Kids: You Can Talk to Them, Sometimes
Before I had my own kid I was always a “kid person.” Frequently babysat my friends’ kids. Worked with kids for awhile. At parties, I would find the kids, and color with them or hang out with them instead of the adults.
I haven’t so much been that person since having my own. I mean, I’m still happy to babysit and consider myself a kid person. But I don’t think I could work with kids full time. And I definitely do not seek kids out in social situations. If I have time to talk to adults or even just have a quiet moment to myself I’m taking it.

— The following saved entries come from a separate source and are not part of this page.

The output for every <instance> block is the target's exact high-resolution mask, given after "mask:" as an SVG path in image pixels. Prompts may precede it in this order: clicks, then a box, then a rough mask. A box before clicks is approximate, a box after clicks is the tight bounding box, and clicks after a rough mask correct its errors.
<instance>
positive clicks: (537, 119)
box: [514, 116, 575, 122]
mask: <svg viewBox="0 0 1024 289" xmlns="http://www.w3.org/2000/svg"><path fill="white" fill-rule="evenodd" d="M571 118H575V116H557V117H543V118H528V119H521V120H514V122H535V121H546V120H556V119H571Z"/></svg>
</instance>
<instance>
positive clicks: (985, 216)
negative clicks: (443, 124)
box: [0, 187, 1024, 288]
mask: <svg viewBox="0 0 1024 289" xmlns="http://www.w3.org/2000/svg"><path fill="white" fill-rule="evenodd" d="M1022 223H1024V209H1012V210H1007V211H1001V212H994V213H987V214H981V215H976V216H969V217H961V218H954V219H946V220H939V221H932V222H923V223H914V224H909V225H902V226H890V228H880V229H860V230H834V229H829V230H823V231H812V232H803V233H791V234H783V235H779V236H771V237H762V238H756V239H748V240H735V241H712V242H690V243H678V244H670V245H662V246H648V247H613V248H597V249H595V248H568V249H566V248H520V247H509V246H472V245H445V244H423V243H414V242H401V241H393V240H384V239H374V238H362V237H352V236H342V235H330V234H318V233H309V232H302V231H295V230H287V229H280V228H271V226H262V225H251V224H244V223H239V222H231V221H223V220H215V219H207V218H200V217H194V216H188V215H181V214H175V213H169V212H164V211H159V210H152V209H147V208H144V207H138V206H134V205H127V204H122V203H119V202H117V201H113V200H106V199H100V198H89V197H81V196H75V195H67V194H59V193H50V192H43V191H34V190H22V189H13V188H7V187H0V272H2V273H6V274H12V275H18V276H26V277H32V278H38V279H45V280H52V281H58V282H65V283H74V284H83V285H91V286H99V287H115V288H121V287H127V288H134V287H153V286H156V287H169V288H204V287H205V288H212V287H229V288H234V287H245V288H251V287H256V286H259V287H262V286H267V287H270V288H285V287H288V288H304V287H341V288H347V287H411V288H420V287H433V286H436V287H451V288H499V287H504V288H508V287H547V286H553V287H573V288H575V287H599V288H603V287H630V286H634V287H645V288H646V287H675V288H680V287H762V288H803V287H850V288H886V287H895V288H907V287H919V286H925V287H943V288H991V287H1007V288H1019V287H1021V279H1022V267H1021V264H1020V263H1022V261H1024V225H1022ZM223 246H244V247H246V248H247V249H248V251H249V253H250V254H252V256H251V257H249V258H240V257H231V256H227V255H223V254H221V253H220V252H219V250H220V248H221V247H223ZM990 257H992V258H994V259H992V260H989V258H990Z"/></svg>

But on the Fourth of July I had a chance to briefly hang out with a kid, a seven-year-old, and I was reminded of how rewarding that can be.
He asked me to play War with him and surprisingly my own kid sat down and watched and didn’t try to grab the cards. While we played we chatted about various things, like the massive scrapes up and down his leg from a recent bike accident.
With my second child on the way on my mind I said to him, “So what’s it like to have two little brothers?”
Without missing a beat he said, “It’s hard because everything is always about them.”
Playing Second – Or Third – Fiddle
I nodded and didn’t try to tell him that things were any other way than that. His brothers are two and an infant, I’m not sure the baby’s exact age. At seven, this kid is fairly independent, and I’m sure his mom relies on that so she can deal with the other two. That’s just a reality.
It is of course a tiny bit of a depressing reality. Or, if you think about kids with special needs – their siblings must get left in the dust sometimes too. I like to think it builds character and positively contributes to the development of their personality, but who knows.
The seven-year-old and I tied in War. I’m not willing to let kids win games. He’s a tough guy.